Nov 25, 2014

The Great Video Uprising of 2014

One of the great cultural shifts of the 2010s, one that has gone fairly unremarked upon, is the ascendence of video as our media of choice.

Not for entertainment— that’s old hat— but for everything else, things that were usually written: directions on how to tie a bow tie. News stories. How-to guides. Even opinion pieces. You can see it in the search results when you have a technical question or want to learn something more about a current topic: there’s just a lot more video being produced.

The reason I’m calling it a cultural shift is that we consume video in a very different way than we consume text and that makes big difference in how we process information. You can’t quickly scan a video for the data you want. You can’t really multitask either, at least not if you’re planning on full comprehension.

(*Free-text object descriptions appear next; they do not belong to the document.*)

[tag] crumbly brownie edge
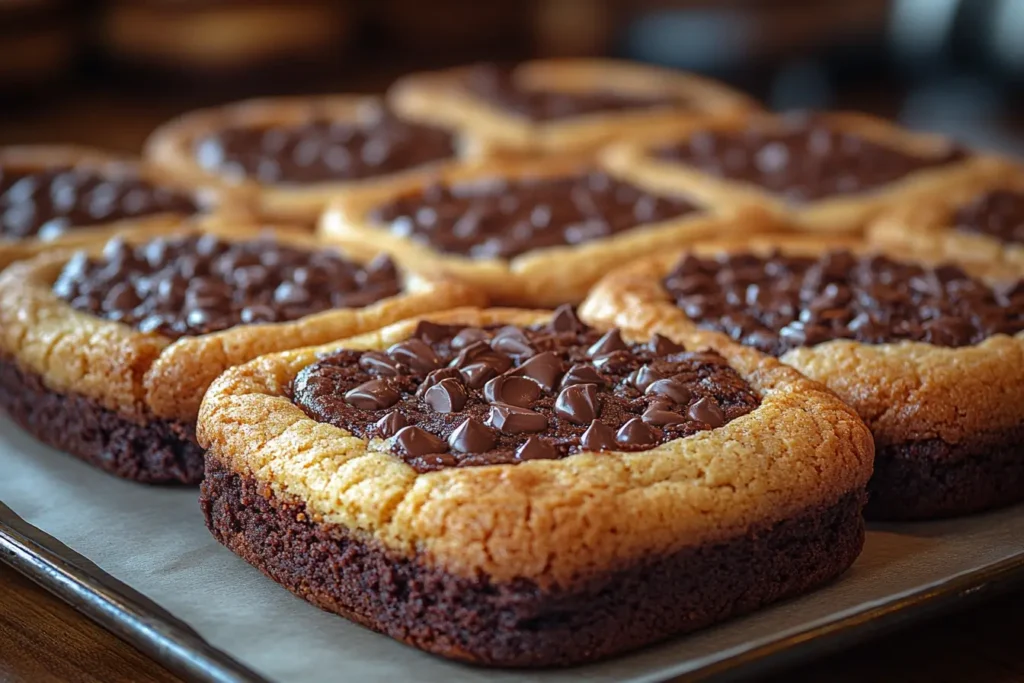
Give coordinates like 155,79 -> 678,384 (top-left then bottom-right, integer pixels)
0,355 -> 204,485
868,423 -> 1024,521
200,457 -> 866,667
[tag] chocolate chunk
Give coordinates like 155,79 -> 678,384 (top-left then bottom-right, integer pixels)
345,380 -> 400,410
516,437 -> 558,461
616,418 -> 662,447
587,329 -> 627,358
580,420 -> 618,452
645,379 -> 692,405
451,327 -> 491,349
360,351 -> 402,377
630,365 -> 664,393
423,378 -> 467,413
374,411 -> 409,438
509,352 -> 563,391
487,403 -> 548,434
554,384 -> 601,424
483,376 -> 541,408
688,397 -> 725,428
449,341 -> 513,374
549,304 -> 584,333
560,363 -> 605,389
460,362 -> 500,390
387,339 -> 442,372
650,333 -> 685,355
641,405 -> 687,427
490,326 -> 535,356
413,320 -> 450,344
415,368 -> 463,397
448,418 -> 497,453
393,426 -> 449,457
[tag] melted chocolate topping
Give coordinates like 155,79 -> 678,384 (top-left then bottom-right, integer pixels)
368,171 -> 699,259
53,234 -> 401,340
193,112 -> 456,185
953,189 -> 1024,246
655,118 -> 967,203
464,64 -> 689,122
0,166 -> 199,240
290,306 -> 761,472
663,250 -> 1024,356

Now it’s entirely possible that the above is just an old school way of thinking, written by someone who still has an easier time editing a 10 page document if it’s printed out and that a generation raised on video will have no trouble processing and shortcutting videos, that multitasking while watching will be as easy for them as multitasking while typing is for me.


Video requires two of the five senses while text only requires one. From a practical matter, that means I can’t be watching a video and having a conversation at the same time. It also means that I’ve got to either be in a room by myself or have headphones on so that I can hear the video. So stealth is not an option the way it is with text, I can’t sneak peaks at a video while I’m in a meeting the way I can with an online newspaper article.

Video is also a visual medium with a whole language of close-ups and cuts and pull-backs that doesn't exist in print. Learning that language, becoming fluent in how to create, understand and interpret in it, will eventually change the way our brains process information. When information is transmitted by video rather than text, when children grow up watching rather than reading— that’s going to be a very different world from our own, just in the way people think and imagine and perceive.

On a long-term basis, it’s hard to predict what effects those changes will have. Rather than visualizing words (think of one of those ubiquitous tag clouds) we’ll be visualizing moving images. So will we become less detail oriented? More focused on the big picture? It’s hard to predict what the ultimate change will be, but in a world that’s awash in too much information, video may be prove the ideal medium precisely because it forces us to stop and focus on what we’re seeing, what we’re learning, what we’re feeling. 

Something that’s sorely missing from today’s always distracted, smartphone-centric culture.